Hollywood Jumps the Gun

That year’s Sergeant York, starring Gary Cooper as the simple blacksmith who went from plunking turkeys in the woods of Tennessee to dropping Huns in the Argonne Forest in the Great War, drew criticism from an ad hoc committee of Senate isolationists. So did Charlie Chaplin’s satirical assault on Adolf Hitler, The Great Dictator.
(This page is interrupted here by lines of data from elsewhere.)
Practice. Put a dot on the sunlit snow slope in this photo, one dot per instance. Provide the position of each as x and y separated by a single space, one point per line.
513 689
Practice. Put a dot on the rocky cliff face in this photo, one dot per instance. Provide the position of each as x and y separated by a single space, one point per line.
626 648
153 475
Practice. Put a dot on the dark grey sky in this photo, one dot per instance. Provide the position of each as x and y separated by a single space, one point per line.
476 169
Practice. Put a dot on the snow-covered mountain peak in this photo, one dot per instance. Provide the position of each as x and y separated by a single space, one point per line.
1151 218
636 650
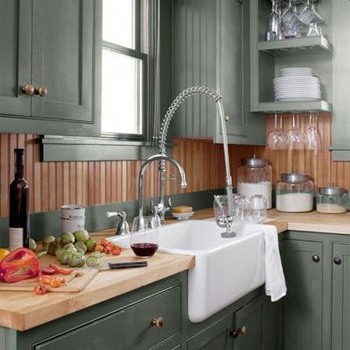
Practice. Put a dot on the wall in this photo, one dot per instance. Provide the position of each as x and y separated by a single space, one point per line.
91 183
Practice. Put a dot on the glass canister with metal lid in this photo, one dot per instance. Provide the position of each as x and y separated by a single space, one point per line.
331 200
255 177
294 193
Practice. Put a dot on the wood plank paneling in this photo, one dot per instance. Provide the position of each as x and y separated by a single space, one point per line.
92 183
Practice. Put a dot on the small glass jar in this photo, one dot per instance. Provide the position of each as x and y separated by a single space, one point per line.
255 177
331 200
294 193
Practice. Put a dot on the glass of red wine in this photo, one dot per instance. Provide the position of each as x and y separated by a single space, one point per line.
144 236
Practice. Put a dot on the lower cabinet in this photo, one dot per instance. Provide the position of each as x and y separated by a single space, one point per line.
341 296
316 312
241 329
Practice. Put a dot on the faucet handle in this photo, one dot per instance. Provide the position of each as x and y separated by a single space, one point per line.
123 226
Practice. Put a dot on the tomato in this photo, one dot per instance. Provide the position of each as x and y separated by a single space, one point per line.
57 281
62 270
19 265
40 289
45 279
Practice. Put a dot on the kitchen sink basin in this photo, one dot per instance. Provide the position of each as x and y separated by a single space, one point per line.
225 269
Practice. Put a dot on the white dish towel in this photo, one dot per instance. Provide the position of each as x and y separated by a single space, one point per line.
275 284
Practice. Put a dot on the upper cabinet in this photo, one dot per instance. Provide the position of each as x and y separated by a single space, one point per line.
210 47
49 84
269 57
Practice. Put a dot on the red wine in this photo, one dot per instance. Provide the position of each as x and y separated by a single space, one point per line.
144 249
19 227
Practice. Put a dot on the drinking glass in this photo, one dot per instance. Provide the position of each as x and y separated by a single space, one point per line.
296 138
258 204
144 238
224 214
274 31
242 209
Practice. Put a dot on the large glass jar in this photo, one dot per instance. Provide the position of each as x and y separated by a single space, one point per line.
294 193
331 200
255 177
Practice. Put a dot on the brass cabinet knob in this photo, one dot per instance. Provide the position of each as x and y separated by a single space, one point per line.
316 258
239 331
28 89
158 322
337 261
41 91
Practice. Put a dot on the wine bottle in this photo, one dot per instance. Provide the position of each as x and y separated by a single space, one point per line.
19 225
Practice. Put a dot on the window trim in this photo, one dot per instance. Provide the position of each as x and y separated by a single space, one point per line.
78 148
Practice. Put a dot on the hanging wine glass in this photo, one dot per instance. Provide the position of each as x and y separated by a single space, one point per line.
296 137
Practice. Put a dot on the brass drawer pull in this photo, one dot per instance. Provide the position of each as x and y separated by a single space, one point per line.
28 89
239 331
41 91
158 322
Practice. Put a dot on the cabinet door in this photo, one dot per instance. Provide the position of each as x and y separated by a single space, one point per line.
233 74
211 48
15 56
216 337
63 43
303 303
105 333
341 297
249 323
Senators Gerald P. Nye, Bennett Champ Clark, and Burton K. Wheeler ran the hearings and made judgments on films they’d never seen, declaring the nation’s seventeen thousand movie houses places for “mass meetings for war.” On average, the senators pointed out, war pictures lost money; only the propagandistic war aims of “foreign-born” producers kept these films coming out of Hollywood. “Foreign-born” was, of course, a euphemism in the mouths of committee members. “If anti-Semitism exists in America,” asserted Senator Nye at one point, “the Jews have themselves to blame.”

The bombing silenced the Senate committee, and the national America First Committee disbanded on December 11. The bigger story in movies that month was the release of Greta Garbo’s new comedy, Two-Faced Woman, on the thirty-first. It would turn out to be her last film.


 
Beginning of the End

When war came at last, most Americans couldn’t identify exactly where it had come. The baseball writer Robert W. Creamer recounts how a boy ran home to the family’s Brooklyn apartment to explain to his mother and stepfather, “We’re at war. The Japanese have bombed Belle Harbor [at Coney Island].”

“I first heard the news from the elevator man in the National Press Building,” the journalist I. F. Stone wrote later that week. “The ticker at the Press Club, normally shut off on Sunday, carried the first flash telling of the Japanese attack on Pearl Harbor. It was a beautiful late-autumn Sunday, the sky clear and the air crisp.”

“We are going into this war lightly,” Stone concluded, “but I have a feeling that it will weigh heavily upon us all before we are through. The vast theater on which the struggle between this country and Japan opens makes the last war seem a parochial conflict confined to the Atlantic and the western cape of the Eurasian continent. This is really world war, and in my humble opinion it was unavoidable and it is better fought now when we still have allies left.”

The day before the attack that compelled him to ask for a declaration of war, Franklin Roosevelt secretly approved money for the project that would end it: the atomic bomb.